Flux Power Closes Initial Round of Private Placement and Converts $7.8M of Debt to Equity

July 9, 2020

Vista, CA -- July 8, 2020 -- Flux Power Holdings, Inc. (“Flux Power”) (OTCQB: FLUX), a developer of advanced lithium industrial batteries for commercial and industrial equipment, today announced its initial close of a private placement, along with a related conversion of debt to equity.

Flux Power is a leading developer of lithium-ion batteries having higher performance, extended life, and lower total cost of ownership compared with lead acid solutions. Products include advanced battery packs for forklifts, airport ground support equipment, and other commercial and industrial applications. To date, Flux Power has shipped over 7,000 lithium-ion battery packs nationwide.

Financing

In support of its operations, growth, and new product initiatives, Flux Power recently consummated the initial closing of a private placement, targeting up to $8 million of its common stock at $4.00 per share.
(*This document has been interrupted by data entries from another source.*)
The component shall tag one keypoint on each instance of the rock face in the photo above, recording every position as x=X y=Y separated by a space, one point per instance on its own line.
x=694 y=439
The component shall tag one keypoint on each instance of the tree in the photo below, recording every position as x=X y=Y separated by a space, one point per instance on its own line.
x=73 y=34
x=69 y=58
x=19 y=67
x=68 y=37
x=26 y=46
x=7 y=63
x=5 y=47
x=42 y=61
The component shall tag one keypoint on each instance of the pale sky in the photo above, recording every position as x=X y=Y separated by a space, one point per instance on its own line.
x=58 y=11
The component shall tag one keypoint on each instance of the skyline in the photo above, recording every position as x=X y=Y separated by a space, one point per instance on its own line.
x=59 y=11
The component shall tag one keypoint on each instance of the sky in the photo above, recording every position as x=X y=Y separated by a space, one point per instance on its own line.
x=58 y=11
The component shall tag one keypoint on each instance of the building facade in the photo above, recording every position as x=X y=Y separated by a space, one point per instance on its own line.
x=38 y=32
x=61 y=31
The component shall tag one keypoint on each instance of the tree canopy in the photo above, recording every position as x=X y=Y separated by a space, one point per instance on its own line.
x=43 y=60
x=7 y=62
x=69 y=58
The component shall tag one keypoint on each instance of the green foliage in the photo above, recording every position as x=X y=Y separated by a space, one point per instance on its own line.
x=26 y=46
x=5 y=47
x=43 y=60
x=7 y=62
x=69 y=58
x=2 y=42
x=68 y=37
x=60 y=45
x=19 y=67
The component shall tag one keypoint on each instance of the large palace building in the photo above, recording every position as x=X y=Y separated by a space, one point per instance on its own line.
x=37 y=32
The initial closing resulted in gross proceeds of approximately $1.1 million before offering expenses.

In connection with the initial closing, Flux Power completed the conversion of debt to equity of $7.8M to common shares, at $4.00 per share. Giving effect to the private placement and debt conversion, Flux Power now has approximately 7.3 million shares issued and outstanding.

The securities sold in the private placement have not been registered under the Securities Act of 1933, as amended (“Securities Act”), or applicable state securities laws, and accordingly may not be offered or sold in the United States except pursuant to an effective registration statement or an applicable exemption from the registration requirements of the Securities Act and applicable state securities laws. 

This press release does not constitute an offer to sell or the solicitation of an offer to buy the securities, nor shall there be any offer, solicitation or sale of the securities in any jurisdiction in which such offer, solicitation or sale would be unlawful prior to the registration or qualification under the securities laws of such state. This press release is being issued pursuant to and in accordance with Rule 135c under the Securities Act.